Hoje, para alguns profissionais de recursos humanos, tatuagens significam uma pessoa com personalidade e atitude. Ela cita como exemplo o premiado chef brasileiro Alex Atala, que tem inúmeros desenhos nos braços e abdome.
Personal trainer perdeu o emprego por causa da tatuagem
Acácio Moreira, cuja história abre esta reportagem, conta que teve dificuldade para conseguir um emprego desde os 18 anos, quando tatuou o desenho de uma caveira envolta em chamas no braço.

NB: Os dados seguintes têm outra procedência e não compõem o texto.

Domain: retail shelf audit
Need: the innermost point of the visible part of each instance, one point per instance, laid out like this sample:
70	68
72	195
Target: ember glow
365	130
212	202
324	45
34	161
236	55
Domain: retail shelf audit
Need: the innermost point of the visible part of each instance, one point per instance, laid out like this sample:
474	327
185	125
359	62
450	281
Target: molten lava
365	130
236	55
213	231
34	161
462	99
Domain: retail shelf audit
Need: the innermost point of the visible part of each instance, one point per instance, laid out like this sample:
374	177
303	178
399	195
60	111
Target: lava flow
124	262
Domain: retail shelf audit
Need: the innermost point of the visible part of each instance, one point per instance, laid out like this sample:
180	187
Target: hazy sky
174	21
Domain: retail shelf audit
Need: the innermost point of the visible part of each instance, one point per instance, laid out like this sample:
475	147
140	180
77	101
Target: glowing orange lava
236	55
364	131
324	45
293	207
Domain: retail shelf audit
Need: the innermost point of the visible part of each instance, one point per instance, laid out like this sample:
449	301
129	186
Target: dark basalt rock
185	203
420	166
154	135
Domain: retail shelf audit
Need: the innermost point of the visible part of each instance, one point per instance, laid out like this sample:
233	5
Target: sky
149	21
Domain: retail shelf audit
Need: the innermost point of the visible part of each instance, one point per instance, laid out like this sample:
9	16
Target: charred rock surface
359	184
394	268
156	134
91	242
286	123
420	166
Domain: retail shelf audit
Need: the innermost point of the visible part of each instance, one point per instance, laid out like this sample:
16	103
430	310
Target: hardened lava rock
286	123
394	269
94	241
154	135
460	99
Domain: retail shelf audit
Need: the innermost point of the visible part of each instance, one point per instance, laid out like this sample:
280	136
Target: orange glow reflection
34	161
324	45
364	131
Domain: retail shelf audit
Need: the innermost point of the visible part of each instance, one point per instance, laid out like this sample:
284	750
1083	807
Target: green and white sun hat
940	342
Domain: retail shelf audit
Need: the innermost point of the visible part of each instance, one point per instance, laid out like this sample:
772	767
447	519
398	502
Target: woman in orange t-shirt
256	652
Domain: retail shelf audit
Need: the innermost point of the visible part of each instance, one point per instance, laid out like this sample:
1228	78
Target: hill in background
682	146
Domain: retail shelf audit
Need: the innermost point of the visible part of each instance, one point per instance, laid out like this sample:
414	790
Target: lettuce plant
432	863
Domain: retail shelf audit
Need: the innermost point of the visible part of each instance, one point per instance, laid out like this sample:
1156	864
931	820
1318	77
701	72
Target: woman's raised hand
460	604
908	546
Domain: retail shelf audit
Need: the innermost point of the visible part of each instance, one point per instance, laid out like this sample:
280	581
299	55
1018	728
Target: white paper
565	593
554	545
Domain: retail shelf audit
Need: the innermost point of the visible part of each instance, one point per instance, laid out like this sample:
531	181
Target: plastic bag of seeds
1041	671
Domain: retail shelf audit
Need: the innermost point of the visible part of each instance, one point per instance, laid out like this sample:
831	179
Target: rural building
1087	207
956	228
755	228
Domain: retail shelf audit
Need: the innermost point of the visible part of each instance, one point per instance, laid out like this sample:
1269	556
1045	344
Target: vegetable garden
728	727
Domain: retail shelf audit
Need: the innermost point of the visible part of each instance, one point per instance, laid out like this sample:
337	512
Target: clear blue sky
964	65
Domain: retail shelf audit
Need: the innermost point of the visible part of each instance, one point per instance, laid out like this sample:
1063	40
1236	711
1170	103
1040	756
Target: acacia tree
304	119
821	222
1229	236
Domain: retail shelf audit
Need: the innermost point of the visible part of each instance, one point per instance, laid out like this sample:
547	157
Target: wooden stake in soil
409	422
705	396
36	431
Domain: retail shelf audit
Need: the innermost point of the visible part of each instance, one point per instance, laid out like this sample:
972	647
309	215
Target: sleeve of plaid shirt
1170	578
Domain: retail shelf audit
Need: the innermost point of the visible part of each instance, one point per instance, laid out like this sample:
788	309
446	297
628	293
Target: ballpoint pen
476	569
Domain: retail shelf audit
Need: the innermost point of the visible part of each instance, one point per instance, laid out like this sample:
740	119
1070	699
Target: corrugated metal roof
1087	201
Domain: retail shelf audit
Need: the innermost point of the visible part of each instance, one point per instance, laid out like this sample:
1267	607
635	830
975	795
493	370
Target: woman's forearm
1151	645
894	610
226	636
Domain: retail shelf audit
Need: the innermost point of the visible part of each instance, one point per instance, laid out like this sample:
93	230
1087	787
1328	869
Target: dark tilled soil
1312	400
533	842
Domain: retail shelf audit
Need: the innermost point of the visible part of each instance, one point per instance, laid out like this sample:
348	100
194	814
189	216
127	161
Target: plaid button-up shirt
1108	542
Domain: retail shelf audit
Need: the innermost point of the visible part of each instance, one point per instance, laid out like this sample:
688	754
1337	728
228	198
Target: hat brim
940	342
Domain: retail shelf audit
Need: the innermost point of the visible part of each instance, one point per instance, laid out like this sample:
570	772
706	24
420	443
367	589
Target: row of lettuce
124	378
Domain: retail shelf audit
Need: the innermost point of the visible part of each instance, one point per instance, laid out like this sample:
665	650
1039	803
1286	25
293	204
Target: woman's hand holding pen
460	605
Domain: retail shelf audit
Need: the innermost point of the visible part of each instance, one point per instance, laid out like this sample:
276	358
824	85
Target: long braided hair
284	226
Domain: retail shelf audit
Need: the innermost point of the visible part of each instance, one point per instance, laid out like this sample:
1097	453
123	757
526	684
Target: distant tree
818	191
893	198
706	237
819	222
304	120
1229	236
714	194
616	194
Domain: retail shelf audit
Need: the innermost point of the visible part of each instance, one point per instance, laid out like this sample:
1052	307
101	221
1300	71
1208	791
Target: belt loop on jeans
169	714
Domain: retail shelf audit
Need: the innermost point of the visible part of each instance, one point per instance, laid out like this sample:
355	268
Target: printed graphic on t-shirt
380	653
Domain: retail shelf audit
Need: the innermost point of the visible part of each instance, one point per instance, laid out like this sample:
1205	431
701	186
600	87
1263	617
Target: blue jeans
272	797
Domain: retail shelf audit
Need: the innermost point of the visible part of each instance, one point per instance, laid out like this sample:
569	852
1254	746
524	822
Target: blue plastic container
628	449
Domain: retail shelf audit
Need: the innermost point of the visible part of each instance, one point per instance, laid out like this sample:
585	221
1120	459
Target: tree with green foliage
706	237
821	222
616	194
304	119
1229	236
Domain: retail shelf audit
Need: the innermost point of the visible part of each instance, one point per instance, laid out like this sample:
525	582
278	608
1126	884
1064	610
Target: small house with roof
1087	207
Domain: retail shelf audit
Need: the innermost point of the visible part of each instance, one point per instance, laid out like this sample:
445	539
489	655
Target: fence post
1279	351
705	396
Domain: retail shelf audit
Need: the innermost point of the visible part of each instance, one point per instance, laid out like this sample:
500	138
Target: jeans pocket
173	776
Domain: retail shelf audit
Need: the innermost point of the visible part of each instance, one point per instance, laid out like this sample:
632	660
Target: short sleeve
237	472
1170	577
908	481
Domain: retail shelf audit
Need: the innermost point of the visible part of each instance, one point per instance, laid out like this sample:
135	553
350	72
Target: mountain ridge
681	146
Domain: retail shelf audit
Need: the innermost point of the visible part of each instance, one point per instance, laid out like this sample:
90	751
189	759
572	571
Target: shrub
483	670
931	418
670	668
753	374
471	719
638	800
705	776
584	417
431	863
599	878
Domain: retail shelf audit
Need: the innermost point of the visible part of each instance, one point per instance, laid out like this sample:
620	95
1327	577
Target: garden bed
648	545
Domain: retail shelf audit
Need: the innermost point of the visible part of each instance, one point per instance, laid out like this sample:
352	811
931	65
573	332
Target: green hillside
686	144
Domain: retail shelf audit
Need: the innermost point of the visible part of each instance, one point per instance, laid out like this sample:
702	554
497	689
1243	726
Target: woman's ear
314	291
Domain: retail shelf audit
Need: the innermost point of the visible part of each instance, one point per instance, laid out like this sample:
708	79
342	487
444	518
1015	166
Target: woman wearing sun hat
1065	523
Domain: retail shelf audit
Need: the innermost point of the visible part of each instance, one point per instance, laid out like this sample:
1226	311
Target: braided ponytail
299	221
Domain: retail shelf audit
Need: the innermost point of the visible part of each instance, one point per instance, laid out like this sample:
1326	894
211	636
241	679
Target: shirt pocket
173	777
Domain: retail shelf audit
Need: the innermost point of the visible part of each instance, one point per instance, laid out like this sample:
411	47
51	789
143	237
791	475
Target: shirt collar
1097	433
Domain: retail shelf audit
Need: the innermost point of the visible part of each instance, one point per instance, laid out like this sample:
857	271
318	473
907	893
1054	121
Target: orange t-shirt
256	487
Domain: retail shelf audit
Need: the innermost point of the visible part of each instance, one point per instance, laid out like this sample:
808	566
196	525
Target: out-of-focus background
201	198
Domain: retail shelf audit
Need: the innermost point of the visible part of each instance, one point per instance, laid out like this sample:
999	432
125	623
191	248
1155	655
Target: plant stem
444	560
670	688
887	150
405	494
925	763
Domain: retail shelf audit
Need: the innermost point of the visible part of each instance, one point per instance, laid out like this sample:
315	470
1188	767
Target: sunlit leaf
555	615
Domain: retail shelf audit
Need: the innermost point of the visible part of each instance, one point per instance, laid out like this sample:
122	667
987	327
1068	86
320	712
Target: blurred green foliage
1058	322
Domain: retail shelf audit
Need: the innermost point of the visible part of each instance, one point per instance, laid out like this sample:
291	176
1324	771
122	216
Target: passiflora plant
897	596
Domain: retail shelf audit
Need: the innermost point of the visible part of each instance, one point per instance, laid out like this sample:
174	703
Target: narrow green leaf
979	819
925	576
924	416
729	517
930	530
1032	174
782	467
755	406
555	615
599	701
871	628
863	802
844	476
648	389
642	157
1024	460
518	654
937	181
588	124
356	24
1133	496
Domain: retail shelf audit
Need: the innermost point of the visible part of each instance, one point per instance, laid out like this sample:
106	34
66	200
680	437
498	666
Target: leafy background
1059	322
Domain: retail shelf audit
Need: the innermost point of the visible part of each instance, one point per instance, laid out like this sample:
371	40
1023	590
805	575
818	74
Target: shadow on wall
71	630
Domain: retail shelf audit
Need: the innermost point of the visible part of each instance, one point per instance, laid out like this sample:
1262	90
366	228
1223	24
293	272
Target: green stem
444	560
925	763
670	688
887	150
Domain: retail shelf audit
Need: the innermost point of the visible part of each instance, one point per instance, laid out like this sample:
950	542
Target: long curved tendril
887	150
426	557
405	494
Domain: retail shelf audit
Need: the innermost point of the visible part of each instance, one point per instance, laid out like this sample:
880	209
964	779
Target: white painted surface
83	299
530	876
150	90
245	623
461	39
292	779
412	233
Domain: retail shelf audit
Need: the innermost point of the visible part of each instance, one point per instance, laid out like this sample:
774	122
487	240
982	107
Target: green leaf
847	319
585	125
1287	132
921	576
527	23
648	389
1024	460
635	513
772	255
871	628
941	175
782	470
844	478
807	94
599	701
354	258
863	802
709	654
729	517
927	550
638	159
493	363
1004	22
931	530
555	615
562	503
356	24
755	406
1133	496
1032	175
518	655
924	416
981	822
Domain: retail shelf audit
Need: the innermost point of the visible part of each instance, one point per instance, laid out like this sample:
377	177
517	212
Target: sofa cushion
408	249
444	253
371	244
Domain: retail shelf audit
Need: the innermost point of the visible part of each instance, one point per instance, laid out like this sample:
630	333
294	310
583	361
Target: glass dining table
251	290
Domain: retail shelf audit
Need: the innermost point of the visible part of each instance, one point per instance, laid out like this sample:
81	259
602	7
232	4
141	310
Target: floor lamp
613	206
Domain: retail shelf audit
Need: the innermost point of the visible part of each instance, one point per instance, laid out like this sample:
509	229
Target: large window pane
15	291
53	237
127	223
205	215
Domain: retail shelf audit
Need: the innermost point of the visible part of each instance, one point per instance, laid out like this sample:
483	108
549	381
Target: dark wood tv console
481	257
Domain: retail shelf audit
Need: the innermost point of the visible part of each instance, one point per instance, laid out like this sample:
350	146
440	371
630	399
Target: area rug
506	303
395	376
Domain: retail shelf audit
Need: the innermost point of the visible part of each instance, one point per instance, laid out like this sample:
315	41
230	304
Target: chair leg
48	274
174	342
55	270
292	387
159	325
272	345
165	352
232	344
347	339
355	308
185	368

E, quando conseguiu, teve de pedir as contas por não suportar a pressão do seu chefe, dono de uma academia no Jabaquara, na zona sul paulistana.
“Ele era evangélico. Depois de certo tempo, passou a criticar as minhas tatuagens e dizer que estava vendo o demônio falando no meu ouvido dizendo para eu fazer mais. Depois, pediu para eu ir trabalhar sempre de manga comprida. Eu não aguentei e pedi as contas”, conta Moreira.
Hoje, ele é pesquisador do laboratório de monitoramento de força da Universidade de São Paulo (USP). Conta que no novo emprego nunca sofreu preconceito por suas tatuagens e que teve uma grata surpresa ao final de um estudo que fez com pessoas com doença de Parkinson.
“No fim da pesquisa, um senhor veio me dizer que achava que todo cara que tinha tatuagem era bandido. Mas, que no pior momento da vida dele, quem o ajudou foi um cara com tatuagem. Ele me agradeceu e chorou. Foi emocionante.”